High-Precision Surgical Robotic System for Intraocular Procedures

Lai, Yu-Ting, Rosen, Jacob, Foroutani, Yasamin, Ma, Ji, Wu, Wen-Cheng, Hubschman, Jean-Pierre, Tsao, Tsu-Chin

arXiv.org Artificial Intelligence 

Abstract--Despite the extensive demonstration of robotic systems for both cataract and vitreoretinal procedures, existing technologies or mechanisms still possess insufficient accuracy, precision, and degrees of freedom for instrument manipulation or potentially automated tool exchange during surgical procedures. A new robotic system that focuses on improving tooltip accuracy, tracking performance, and smooth instrument exchange mechanism is therefore designed and manufactured. Its tooltip accuracy, precision, and mechanical capability of maintaining small incision through remote center of motion were externally evaluated using an optical coherence tomography (OCT) system.
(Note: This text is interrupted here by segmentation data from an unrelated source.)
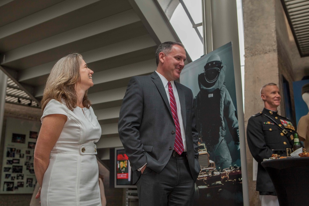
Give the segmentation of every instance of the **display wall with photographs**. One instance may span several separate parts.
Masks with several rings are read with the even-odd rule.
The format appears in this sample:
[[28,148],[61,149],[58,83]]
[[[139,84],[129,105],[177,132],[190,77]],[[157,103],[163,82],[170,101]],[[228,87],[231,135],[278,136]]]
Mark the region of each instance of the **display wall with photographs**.
[[7,118],[0,194],[32,193],[36,184],[33,154],[40,122]]

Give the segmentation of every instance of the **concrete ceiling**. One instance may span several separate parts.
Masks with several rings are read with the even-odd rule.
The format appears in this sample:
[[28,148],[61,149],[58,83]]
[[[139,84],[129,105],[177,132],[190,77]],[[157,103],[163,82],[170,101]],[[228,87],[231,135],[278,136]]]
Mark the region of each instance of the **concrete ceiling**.
[[160,9],[144,0],[2,1],[0,69],[26,94],[11,99],[39,105],[53,65],[80,53],[94,71],[88,96],[102,128],[97,146],[121,146],[117,122],[129,79],[155,70],[161,43],[180,41]]

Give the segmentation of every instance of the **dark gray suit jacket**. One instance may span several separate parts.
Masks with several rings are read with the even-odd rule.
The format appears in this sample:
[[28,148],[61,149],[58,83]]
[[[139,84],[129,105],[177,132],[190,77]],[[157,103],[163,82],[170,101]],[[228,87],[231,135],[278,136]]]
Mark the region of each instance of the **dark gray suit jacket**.
[[[175,82],[181,107],[188,161],[195,181],[200,172],[198,133],[191,90]],[[175,126],[169,103],[160,77],[150,75],[130,80],[120,109],[118,131],[133,171],[131,183],[141,175],[137,170],[146,166],[160,174],[171,155]]]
Through robot calibration and precise coordinate registration, the accuracy of tooltip positioning was measured to be 0.053 0.031 mm, and the overall performance was demonstrated on an OCT - guided automated cataract lens extraction procedure with deep learning-based pre-operative anatomical modeling and real-time supervision. Surgical robots have demonstrated success in improving the safety and efficiency of surgical procedures in recent decades [1]. Intraocular procedures often require high precision and delicate manipulation to reduce surgical complications, but some procedures remain infeasible to humans due to physiological limitations [2], left alone retinal vein cannulation that is too risky to be performed by human surgeons [3]. Even experienced surgeons include an average hand tremor of 200 to 350 µm relative to vein diameters of 120 to 200 µm, as well as the inability to perceive the small manipulating forces associated with piercing veins [4], [5]. As a result, surgical robots become good candidates for this type of sophisticated tissue manipulation.